Le roman, sur les lieux de son Histoire / Photo : © Vincent Raymond
Le roman, sur les lieux de son Histoire / Photo : © Vincent Raymond

Pour le trajet, ce qui est marrant, c’est que je l’avais refait un peu sur Internet. Il faut faire très attention, car on doit retrouver les bâtiments qui existaient. À un moment, mes personnages s’arrêtent devant un internat qui n’existe plus… et que j’avais retrouvé sur des plans d’époque. 

Lyon est une ville fascinante ; je l’ai découverte à travers Lucie Aubrac par exemple, des biographies très très nombreuses sur Jean Moulin et sur cette fameuse arrestation qui moi me passionne depuis longtemps — je crois que j’ai lu tous les bouquins qui existent sur qui a dénoncé Jean Moulin. On ne saura sans doute jamais avec certitude qui…

Qui est-ce, pour vous ? René Hardy ?

C’est l’hypothèse qui revient le plus souvent mais on n’en est pas sûr à 100%. Cette arrestation m’a beaucoup inspiré dans le roman ; j’ai inventé pour les besoins de l’intrigue un réseau de résistance, Coclès, qui n’a pas existé. Parce que j’étais un peu mal à l’aise à l’idée de reprendre un mouvement comme Combat ou Franc Tireur puisque certains de mes personnages sont numéro 2 ou 3 de l’organisation. Je trouvais ça franchement déplacé de reprendre des mouvements qui avaient vraiment existé.

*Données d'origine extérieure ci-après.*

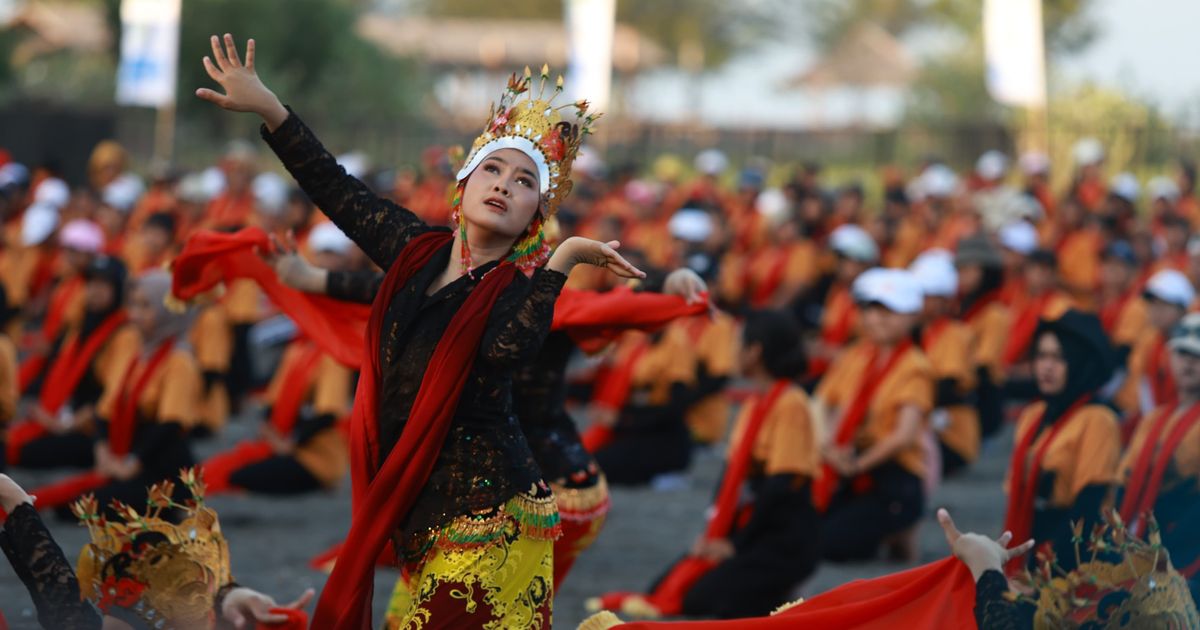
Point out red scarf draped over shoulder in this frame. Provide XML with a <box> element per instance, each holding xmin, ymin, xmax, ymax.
<box><xmin>312</xmin><ymin>232</ymin><xmax>516</xmax><ymax>630</ymax></box>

Il y a quelques lieux emblématiques dans le roman qui ont été très importants : la prison de Montluc où étaient incarcérés les résistants et les juifs ; le centre Berthelot qui était l’ancienne école de santé militaire où les résistants étaient amenés et se faisaient torturer dans les caves par Barbie. Ces lieux reviennent comme des marqueurs évidemment de réel parce que quand on écrit sur une période aussi complexe, il faut quand même toujours partir de la réalité et de ce dont on est sûr.

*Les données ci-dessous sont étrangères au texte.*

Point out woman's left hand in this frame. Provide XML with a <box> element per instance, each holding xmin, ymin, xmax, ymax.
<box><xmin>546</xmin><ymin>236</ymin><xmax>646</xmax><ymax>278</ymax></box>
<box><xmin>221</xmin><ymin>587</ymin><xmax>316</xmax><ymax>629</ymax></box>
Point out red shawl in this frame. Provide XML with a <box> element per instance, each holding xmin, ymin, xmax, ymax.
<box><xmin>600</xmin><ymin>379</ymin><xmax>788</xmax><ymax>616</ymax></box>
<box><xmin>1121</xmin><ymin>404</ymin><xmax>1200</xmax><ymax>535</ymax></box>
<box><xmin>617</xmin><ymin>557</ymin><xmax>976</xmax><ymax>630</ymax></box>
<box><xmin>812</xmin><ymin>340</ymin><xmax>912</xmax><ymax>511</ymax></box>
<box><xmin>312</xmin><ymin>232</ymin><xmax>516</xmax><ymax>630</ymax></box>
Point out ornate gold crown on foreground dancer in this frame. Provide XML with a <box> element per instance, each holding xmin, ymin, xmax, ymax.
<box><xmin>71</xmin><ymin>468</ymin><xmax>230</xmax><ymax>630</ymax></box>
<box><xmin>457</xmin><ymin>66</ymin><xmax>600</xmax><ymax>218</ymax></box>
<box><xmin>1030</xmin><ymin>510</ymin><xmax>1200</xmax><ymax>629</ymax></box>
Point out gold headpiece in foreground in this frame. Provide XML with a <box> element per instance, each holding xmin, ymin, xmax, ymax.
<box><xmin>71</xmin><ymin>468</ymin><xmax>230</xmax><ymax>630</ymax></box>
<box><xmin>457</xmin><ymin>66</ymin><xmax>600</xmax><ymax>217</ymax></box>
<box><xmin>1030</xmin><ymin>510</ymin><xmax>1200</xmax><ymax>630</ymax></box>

Parmi les autres lieux, vous évoquez les anciennes archives ainsi que la Bibliothèque de la Part-Dieu, à qui vous n’adressez pas que des éloges…

(rires) Je dis qu’elle est moche, voilà ! Non, je suis méchant, parce que c’est juste pour les besoins de l’intrigue. Je sais pourquoi j’ai dit ça : parce que ma mère était bibliothécaire, directrice de la bibliothèque à Antibes — ma ville natale. Et la bibliothèque était dans un ancien hôtel de luxe, place de Gaulle, un magnifique bâtiment… Je me souviens des boiseries, des parquets, etc. Et quand ma mère est partie à la retraite, elle a été remplacée par une médiathèque. Qui est bien, je ne peux pas dire le contraire, super moderne, très grande, aérée, etc. Mais aucun charme, en fait : un open space géant. Et c’est pour ça que moi, je suis attaché à ces vieux lieux de mon enfance, notamment pour tout ce qui est livre et atmosphère de bibliothèque.

Valentin Musso, Le Domaine aux secrets, Julliard, 392 p., (5h de lecture), 21,50€.